By Jeff Herman | Equity partner, Wagner Wealth Management
If you want to learn more about the hiring process, you can literally find millions of articles on the internet just by tapping in some key words in Google (or, if you prefer, Bing) and hitting enter.
So why read what I have to say? In my 25 years in the financial services industry, I have literally been part of the hiring process for hundreds of employees. Yet, like most people reading this piece, I have no real qualifications in human resources.
Even with no HR background, I had to weigh in numerous times on the fates of industry veterans, fresh-out-of-college recruits, foreign nationals and more. In many cases, I was the person who had to make the final call on who got hired. In other cases, I was the person in charge of creating that job description. It is a decision a lot of people in the Upstate also have to make almost every day.
The hiring and on boarding of employees is a hot topic that often comes up when clients and friends talk about the biggest challenge of their jobs. It is a struggle especially in the professional world where a rise in recent college graduates and experienced people needing to change careers because of downsizing, coupled with people wanting to stay in the Upstate, creates an overflow of candidates.
So which way do you go? Do you pay more for experience? Do you invest in the future by hiring someone fresh out of college? The true answer is it could be both based upon the situation.
“Which way do you go? Do you pay more for experience? Do you invest in the future by hiring someone fresh out of college? The true answer is it could be both.”
Yes, salary and benefits are two things that must be considered when hiring a new employee, but they should not be the only factors. It really is a cop-out to say everything is a judgement call, so here are some “rule of thumb” thoughts to share that I have learned through the hiring process.
Hire for attitude and teach aptitude
Take a very critical look at your on boarding and training process. If your company has a robust program to integrate new staff, then you have a real opportunity to hire someone new to the workforce or possibly with no experience in your industry. We all love the idea of hiring a new person and watching them grow into their position and take on new responsibilities.
Don’t try to find the unicorn
The job description is your best friend. By creating a detailed list of what the job entails, you can have a firm guide to make sure the person you want to hire has the skills that fit the open position. A company may think it is filling a financial advisor position, but the reality is they may need someone with strong customer service skills after doing their homework.
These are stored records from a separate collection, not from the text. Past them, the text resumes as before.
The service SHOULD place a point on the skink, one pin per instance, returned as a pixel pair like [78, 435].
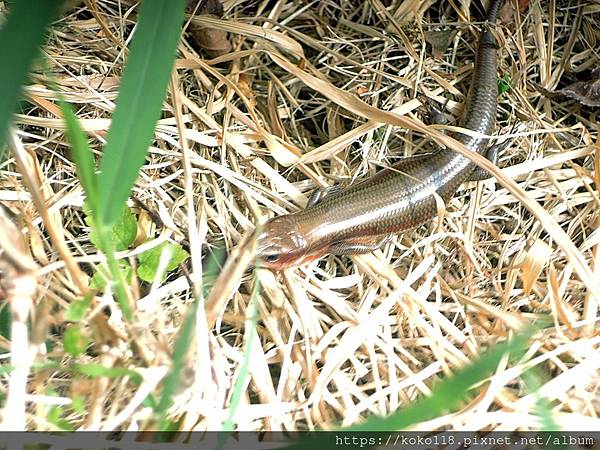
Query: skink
[361, 217]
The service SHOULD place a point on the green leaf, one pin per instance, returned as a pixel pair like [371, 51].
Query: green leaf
[5, 323]
[503, 84]
[54, 417]
[122, 233]
[98, 370]
[100, 278]
[78, 404]
[82, 154]
[77, 309]
[139, 103]
[150, 259]
[21, 37]
[74, 340]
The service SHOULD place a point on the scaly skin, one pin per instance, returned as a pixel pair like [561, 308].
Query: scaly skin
[397, 199]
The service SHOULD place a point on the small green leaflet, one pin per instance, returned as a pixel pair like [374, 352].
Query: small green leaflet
[150, 260]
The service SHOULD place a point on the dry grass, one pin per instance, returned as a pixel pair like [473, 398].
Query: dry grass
[299, 104]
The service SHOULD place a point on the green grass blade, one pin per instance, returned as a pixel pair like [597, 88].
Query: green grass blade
[139, 102]
[82, 155]
[20, 40]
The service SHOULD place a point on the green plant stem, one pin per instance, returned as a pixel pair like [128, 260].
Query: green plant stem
[122, 294]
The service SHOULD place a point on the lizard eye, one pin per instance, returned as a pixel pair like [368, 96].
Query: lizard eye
[273, 257]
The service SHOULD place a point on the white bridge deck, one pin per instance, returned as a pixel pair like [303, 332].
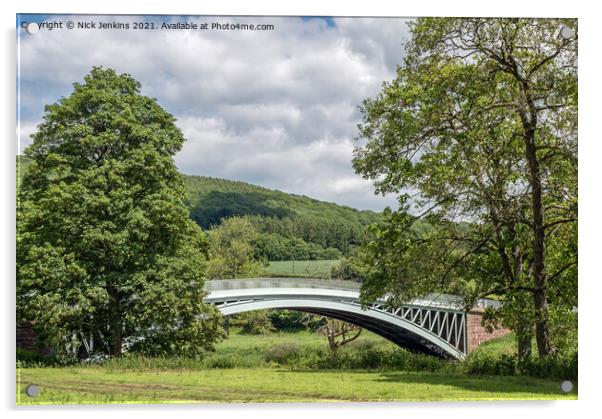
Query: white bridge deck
[433, 324]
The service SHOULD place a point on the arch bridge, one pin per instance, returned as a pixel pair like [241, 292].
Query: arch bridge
[436, 324]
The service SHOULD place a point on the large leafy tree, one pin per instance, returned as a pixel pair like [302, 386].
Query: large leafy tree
[478, 134]
[107, 254]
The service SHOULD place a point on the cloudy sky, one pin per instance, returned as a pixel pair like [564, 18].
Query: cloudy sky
[273, 108]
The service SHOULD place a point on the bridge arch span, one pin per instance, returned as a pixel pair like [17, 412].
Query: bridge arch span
[426, 326]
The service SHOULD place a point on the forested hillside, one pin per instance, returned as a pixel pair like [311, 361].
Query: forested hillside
[279, 216]
[289, 226]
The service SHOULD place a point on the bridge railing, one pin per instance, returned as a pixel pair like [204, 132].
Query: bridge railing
[232, 284]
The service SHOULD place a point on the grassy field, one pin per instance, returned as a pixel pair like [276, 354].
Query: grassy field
[302, 268]
[99, 385]
[121, 382]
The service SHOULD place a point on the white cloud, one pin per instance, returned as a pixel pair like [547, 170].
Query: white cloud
[277, 108]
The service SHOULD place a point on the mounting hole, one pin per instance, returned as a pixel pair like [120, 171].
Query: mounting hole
[566, 386]
[566, 32]
[32, 28]
[32, 390]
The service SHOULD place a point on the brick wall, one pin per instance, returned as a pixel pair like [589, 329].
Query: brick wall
[476, 333]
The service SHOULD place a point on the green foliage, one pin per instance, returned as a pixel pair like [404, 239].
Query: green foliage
[287, 320]
[232, 254]
[283, 354]
[484, 363]
[256, 322]
[302, 268]
[480, 124]
[106, 251]
[280, 216]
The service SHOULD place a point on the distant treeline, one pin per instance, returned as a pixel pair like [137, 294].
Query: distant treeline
[289, 226]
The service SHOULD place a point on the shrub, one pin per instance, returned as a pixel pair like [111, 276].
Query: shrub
[481, 363]
[221, 361]
[285, 353]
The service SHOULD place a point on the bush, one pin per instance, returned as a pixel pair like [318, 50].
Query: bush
[561, 367]
[222, 361]
[31, 359]
[285, 353]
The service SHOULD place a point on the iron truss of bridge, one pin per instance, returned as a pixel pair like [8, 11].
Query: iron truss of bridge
[436, 324]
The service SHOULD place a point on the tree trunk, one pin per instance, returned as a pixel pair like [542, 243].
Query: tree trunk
[542, 326]
[524, 335]
[115, 324]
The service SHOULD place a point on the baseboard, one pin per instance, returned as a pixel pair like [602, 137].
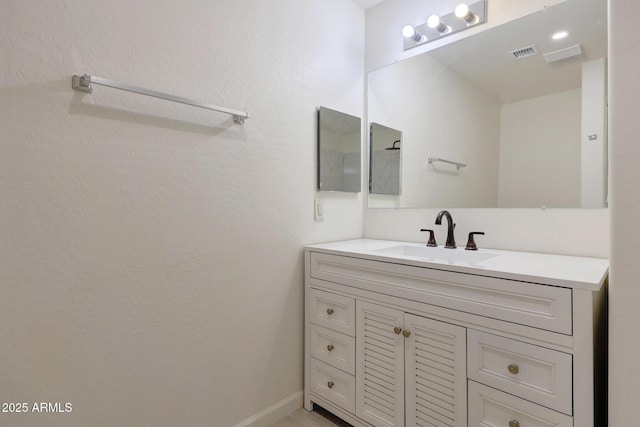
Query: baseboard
[275, 412]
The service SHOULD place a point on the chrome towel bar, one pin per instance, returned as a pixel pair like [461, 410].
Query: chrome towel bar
[85, 83]
[437, 159]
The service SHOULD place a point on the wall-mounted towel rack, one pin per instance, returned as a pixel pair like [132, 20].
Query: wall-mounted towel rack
[85, 83]
[437, 159]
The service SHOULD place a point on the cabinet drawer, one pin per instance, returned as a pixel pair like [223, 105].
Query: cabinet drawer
[536, 305]
[534, 373]
[332, 311]
[334, 348]
[333, 384]
[491, 407]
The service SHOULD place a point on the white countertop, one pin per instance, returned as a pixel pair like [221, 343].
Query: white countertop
[555, 270]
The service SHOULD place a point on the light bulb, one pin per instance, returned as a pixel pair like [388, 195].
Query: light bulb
[434, 22]
[462, 11]
[410, 33]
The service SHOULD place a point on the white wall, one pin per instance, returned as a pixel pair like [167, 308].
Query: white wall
[561, 231]
[540, 152]
[624, 157]
[594, 134]
[151, 264]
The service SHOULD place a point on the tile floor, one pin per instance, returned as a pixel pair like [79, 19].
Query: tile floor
[317, 418]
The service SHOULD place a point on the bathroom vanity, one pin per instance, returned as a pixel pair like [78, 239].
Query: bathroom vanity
[400, 334]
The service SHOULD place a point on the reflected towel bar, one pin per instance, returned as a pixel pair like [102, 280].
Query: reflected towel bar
[437, 159]
[85, 82]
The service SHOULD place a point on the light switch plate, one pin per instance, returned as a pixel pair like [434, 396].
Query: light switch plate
[318, 211]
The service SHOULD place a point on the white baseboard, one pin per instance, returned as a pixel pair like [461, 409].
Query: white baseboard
[275, 412]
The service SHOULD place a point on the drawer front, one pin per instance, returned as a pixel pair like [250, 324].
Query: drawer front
[534, 373]
[334, 348]
[333, 385]
[333, 311]
[539, 306]
[491, 407]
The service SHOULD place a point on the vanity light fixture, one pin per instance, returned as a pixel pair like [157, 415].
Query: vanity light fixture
[465, 15]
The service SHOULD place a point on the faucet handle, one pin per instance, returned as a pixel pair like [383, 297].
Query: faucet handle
[471, 243]
[432, 238]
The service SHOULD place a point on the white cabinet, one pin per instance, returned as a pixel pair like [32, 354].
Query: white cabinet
[409, 360]
[435, 369]
[392, 343]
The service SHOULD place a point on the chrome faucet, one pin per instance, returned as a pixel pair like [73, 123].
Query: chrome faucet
[451, 240]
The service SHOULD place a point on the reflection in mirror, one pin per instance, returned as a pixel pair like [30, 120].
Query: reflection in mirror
[339, 142]
[524, 112]
[385, 148]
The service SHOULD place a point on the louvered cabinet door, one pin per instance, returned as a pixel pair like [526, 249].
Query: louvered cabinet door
[435, 364]
[379, 365]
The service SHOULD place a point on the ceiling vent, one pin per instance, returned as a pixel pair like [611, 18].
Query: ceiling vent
[524, 52]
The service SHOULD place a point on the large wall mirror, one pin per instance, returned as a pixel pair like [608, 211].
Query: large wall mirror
[339, 151]
[522, 112]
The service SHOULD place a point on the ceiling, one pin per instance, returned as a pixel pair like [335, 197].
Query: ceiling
[366, 4]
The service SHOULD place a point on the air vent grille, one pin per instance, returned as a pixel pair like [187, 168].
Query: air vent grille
[524, 52]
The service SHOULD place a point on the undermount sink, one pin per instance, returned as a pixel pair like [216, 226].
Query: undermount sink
[437, 254]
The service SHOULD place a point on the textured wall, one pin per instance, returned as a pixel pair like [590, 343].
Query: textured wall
[624, 157]
[151, 265]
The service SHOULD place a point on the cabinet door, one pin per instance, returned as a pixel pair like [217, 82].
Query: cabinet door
[379, 365]
[435, 364]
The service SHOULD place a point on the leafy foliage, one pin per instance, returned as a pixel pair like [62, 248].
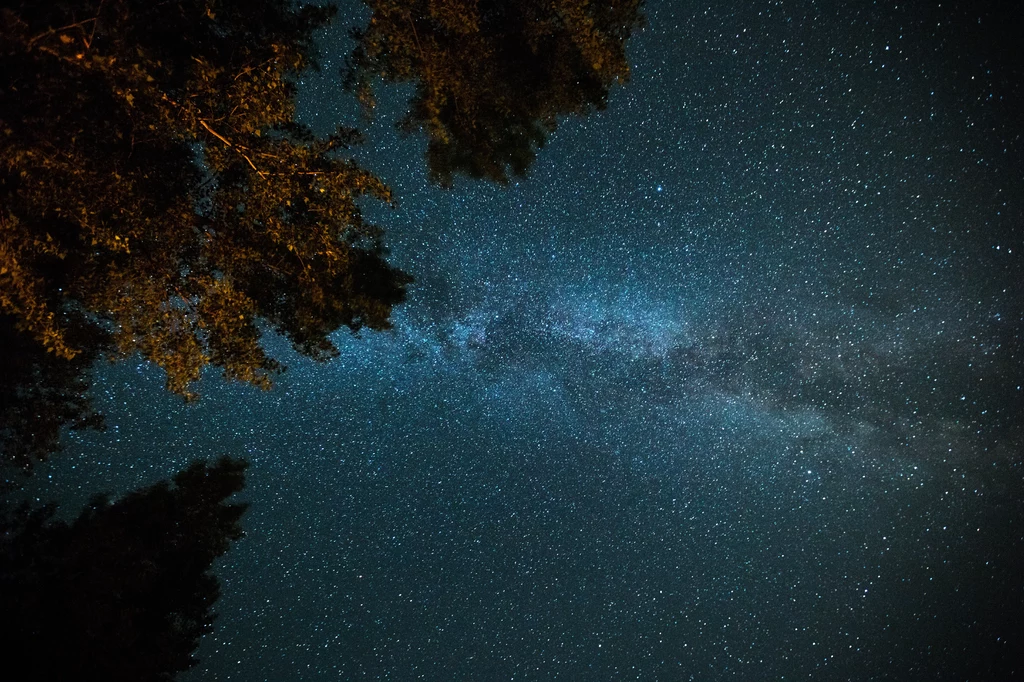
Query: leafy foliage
[125, 591]
[41, 393]
[156, 187]
[493, 76]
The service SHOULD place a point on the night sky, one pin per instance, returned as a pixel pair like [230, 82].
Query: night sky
[728, 387]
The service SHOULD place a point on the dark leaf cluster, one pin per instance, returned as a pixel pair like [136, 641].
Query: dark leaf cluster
[124, 592]
[158, 197]
[493, 77]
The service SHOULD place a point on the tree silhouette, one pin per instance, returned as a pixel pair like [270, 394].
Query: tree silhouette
[493, 76]
[126, 590]
[154, 183]
[158, 197]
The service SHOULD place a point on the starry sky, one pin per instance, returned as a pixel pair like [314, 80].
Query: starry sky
[728, 387]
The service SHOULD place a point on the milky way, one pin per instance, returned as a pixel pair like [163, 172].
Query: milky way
[729, 387]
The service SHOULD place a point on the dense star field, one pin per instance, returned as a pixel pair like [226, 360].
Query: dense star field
[728, 387]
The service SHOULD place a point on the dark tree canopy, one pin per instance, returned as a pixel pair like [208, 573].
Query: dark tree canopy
[494, 76]
[154, 184]
[125, 591]
[40, 392]
[158, 197]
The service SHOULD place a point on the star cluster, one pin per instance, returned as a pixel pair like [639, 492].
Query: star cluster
[729, 387]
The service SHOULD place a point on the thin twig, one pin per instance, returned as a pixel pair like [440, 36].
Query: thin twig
[228, 143]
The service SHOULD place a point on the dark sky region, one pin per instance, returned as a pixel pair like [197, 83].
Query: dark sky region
[729, 387]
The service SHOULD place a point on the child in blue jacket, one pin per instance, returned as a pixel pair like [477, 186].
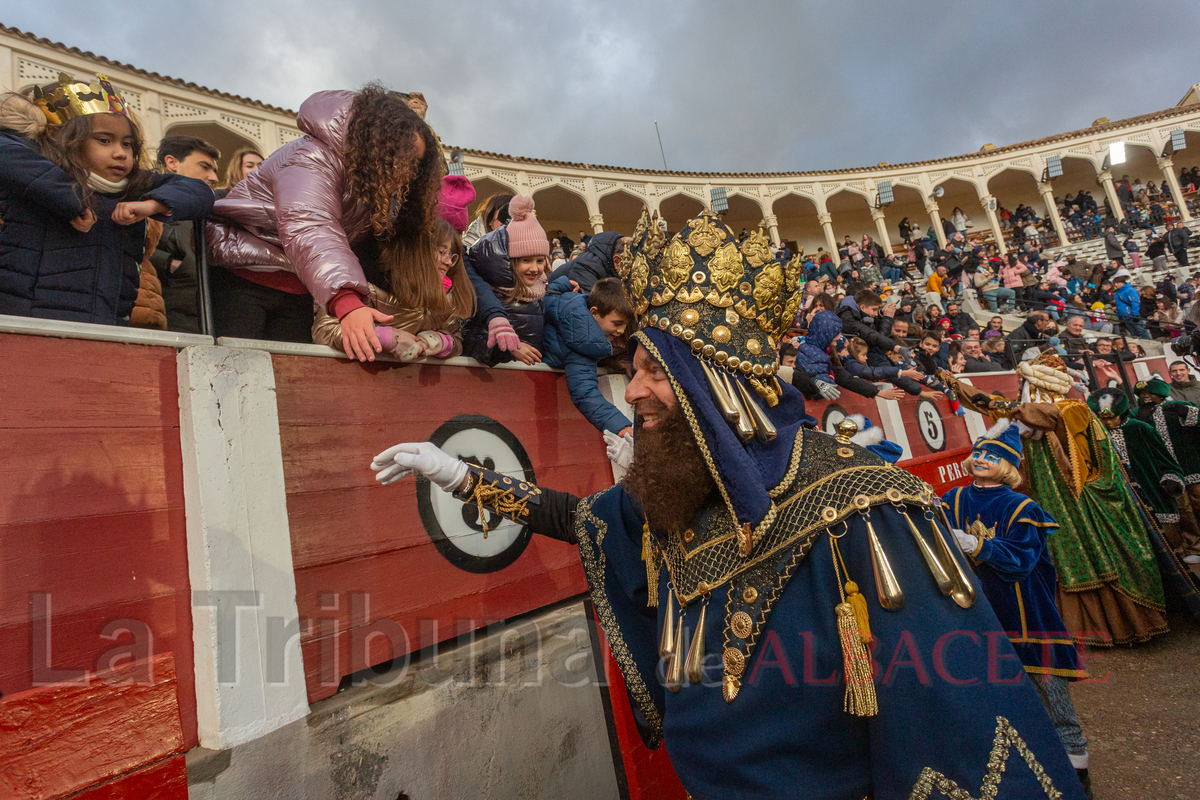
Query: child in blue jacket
[1128, 305]
[580, 331]
[73, 199]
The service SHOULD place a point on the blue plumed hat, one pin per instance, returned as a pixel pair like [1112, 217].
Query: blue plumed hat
[1002, 439]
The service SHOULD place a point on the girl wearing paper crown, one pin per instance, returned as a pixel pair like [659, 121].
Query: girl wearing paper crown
[1005, 534]
[75, 198]
[1110, 589]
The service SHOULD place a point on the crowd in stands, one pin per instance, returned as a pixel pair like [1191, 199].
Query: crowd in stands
[355, 238]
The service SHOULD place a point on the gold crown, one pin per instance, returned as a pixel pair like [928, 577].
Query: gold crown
[730, 301]
[69, 100]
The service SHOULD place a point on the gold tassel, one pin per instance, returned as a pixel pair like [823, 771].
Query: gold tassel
[695, 665]
[858, 603]
[667, 643]
[675, 667]
[861, 698]
[651, 557]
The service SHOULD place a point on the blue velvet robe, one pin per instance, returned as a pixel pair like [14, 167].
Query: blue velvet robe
[1017, 575]
[952, 693]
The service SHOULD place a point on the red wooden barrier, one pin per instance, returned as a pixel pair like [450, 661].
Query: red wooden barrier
[61, 739]
[370, 575]
[93, 543]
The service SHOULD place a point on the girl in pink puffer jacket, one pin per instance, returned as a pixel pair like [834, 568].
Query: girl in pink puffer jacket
[367, 172]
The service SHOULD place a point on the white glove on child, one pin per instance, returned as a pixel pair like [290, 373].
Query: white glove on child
[621, 449]
[419, 458]
[966, 541]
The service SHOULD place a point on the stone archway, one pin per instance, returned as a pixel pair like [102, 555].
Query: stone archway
[561, 209]
[678, 209]
[798, 226]
[621, 211]
[744, 212]
[219, 136]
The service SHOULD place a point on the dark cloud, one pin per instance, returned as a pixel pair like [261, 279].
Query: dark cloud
[747, 86]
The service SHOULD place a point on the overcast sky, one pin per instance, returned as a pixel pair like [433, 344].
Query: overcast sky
[755, 85]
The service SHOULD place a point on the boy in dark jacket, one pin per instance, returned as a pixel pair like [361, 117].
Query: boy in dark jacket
[580, 331]
[858, 318]
[600, 260]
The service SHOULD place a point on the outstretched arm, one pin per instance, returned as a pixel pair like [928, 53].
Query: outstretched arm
[545, 511]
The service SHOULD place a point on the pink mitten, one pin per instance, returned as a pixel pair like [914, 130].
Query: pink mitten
[499, 332]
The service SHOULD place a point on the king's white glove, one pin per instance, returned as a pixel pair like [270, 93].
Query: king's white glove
[829, 391]
[966, 541]
[419, 458]
[621, 449]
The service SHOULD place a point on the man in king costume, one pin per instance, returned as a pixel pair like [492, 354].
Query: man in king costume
[1110, 590]
[1005, 534]
[726, 566]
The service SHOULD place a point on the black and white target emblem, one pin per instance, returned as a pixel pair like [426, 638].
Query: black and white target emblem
[455, 527]
[933, 428]
[833, 415]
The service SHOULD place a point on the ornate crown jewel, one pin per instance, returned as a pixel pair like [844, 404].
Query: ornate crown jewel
[730, 301]
[67, 100]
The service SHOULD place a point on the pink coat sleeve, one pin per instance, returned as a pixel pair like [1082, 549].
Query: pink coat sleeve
[309, 217]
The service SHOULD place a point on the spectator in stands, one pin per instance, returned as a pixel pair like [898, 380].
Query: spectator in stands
[936, 289]
[1012, 278]
[581, 330]
[1179, 239]
[513, 260]
[289, 229]
[994, 348]
[1168, 318]
[174, 258]
[975, 358]
[1128, 305]
[76, 199]
[787, 354]
[1113, 248]
[415, 330]
[492, 214]
[961, 320]
[813, 354]
[241, 164]
[1032, 332]
[861, 318]
[600, 260]
[1073, 336]
[1183, 388]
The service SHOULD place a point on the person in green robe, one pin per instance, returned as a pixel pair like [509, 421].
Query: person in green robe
[1179, 425]
[1110, 588]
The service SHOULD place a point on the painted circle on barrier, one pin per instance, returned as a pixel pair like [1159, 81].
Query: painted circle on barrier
[455, 527]
[933, 427]
[833, 415]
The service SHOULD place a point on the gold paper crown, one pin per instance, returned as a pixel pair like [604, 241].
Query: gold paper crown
[67, 100]
[730, 302]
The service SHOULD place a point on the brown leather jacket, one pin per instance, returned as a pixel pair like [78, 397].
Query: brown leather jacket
[327, 330]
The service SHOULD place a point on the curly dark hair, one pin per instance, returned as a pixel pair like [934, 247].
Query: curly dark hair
[399, 190]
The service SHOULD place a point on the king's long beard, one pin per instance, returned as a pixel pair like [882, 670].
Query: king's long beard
[669, 476]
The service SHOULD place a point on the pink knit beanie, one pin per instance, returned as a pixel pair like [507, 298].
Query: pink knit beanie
[454, 197]
[526, 236]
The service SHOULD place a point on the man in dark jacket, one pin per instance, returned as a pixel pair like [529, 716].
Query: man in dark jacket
[1031, 332]
[861, 317]
[174, 259]
[1113, 248]
[601, 259]
[1177, 241]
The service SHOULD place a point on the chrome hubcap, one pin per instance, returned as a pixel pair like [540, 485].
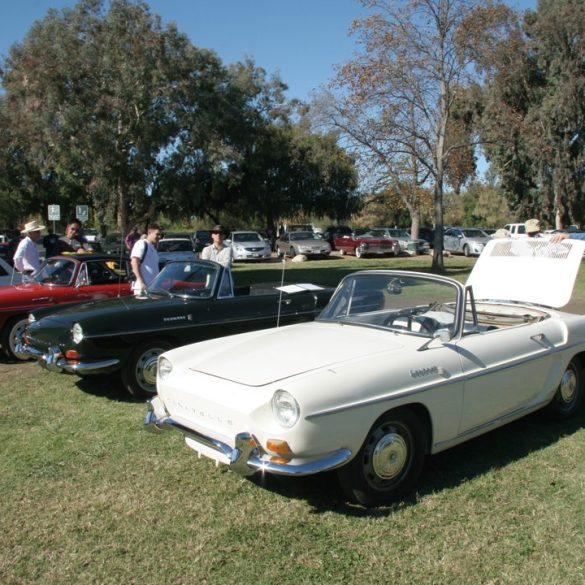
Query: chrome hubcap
[16, 337]
[389, 456]
[568, 385]
[146, 368]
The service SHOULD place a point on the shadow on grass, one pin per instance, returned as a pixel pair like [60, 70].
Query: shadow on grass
[109, 387]
[449, 469]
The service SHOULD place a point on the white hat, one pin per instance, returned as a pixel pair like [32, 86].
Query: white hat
[531, 226]
[32, 226]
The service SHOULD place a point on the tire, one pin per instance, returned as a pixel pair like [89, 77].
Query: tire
[139, 373]
[13, 330]
[390, 460]
[569, 395]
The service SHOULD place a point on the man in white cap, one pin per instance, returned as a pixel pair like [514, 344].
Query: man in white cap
[26, 257]
[532, 227]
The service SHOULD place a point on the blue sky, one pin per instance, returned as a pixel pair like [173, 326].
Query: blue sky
[302, 40]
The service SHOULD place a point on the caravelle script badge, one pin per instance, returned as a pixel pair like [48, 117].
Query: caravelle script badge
[420, 373]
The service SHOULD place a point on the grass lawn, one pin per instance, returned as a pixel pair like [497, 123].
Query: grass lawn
[90, 497]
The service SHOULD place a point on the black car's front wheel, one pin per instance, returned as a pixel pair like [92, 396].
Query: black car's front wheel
[11, 335]
[139, 373]
[390, 460]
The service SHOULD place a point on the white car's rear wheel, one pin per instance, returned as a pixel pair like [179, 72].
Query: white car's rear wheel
[569, 395]
[390, 460]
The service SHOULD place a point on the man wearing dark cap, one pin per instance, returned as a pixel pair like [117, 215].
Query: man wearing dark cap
[218, 252]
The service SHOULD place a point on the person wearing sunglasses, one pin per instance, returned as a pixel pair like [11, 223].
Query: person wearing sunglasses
[73, 241]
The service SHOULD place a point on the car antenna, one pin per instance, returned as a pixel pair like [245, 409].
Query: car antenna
[280, 297]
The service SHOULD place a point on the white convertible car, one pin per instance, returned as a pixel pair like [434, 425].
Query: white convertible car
[399, 365]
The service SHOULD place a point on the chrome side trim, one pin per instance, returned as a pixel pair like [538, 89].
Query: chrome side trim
[97, 367]
[247, 456]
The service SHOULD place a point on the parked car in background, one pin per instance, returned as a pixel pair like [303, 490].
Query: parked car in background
[516, 230]
[467, 241]
[172, 249]
[113, 243]
[93, 238]
[308, 244]
[8, 274]
[399, 365]
[366, 245]
[62, 279]
[249, 245]
[407, 244]
[428, 235]
[202, 238]
[334, 231]
[187, 302]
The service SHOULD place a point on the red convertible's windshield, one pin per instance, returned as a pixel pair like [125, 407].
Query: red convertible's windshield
[57, 271]
[397, 302]
[187, 279]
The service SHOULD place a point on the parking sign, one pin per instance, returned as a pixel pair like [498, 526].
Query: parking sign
[82, 212]
[54, 212]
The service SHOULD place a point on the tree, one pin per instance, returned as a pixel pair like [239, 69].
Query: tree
[402, 90]
[534, 116]
[101, 99]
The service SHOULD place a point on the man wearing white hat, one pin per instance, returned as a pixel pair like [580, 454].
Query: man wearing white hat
[26, 257]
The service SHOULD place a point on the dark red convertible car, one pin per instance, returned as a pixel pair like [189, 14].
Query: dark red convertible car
[366, 245]
[62, 279]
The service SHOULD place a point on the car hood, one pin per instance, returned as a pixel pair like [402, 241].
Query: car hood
[263, 357]
[527, 271]
[13, 295]
[113, 315]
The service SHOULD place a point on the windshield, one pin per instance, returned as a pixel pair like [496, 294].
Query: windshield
[57, 271]
[246, 237]
[175, 246]
[295, 236]
[477, 233]
[187, 279]
[394, 301]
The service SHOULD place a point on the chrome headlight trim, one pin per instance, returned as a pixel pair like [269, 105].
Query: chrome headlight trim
[77, 333]
[285, 408]
[164, 367]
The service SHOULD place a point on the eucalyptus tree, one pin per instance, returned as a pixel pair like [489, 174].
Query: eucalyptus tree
[101, 98]
[400, 92]
[534, 117]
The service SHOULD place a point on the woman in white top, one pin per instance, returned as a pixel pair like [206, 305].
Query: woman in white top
[26, 257]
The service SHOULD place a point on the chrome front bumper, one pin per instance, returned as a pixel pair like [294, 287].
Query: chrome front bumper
[247, 456]
[54, 361]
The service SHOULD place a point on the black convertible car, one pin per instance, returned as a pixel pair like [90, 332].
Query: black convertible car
[189, 301]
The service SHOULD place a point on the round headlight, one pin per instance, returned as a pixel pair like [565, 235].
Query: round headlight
[165, 367]
[285, 408]
[77, 333]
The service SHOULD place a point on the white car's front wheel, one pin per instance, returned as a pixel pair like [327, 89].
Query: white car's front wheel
[390, 460]
[139, 374]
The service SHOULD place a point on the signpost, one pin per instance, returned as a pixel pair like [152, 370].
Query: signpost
[54, 214]
[82, 212]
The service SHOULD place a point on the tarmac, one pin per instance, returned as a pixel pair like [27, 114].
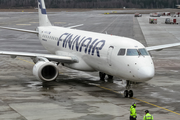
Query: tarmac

This takes time especially in a small business because, as the employer, the onus falls to you to figure out what the job really entails. However, it increases your chances of finding the right person.
Preserve your culture
This may be one of the more difficult areas when hiring a new employee, especially for a small business. If you have built a strong team culture, then obviously hiring a “lone wolf” would not be an optimal decision. Secondarily, we use a test called the “likability factor.” Would you and the other team members be happy spending personal time with the new employee? If you are able to hire someone and immerse him or her into your culture, then you have a huge advantage in keeping the office drama free. One last point to consider: What does this job mean to the applicant? This is very important when hiring someone experienced. Is he or she thinking, “I want to help grow the business,” or “This is the way we have done it in the past”? The answer to that question will help you make the best decision possible.
Remember that hiring is one of the most important things your company can do and that you as the business owner can make. If companies hired employees based on previous experience, then almost no one would ever get a new job or even a first job. If companies only hired people with no experience, then almost no one would ever try to become more skilled.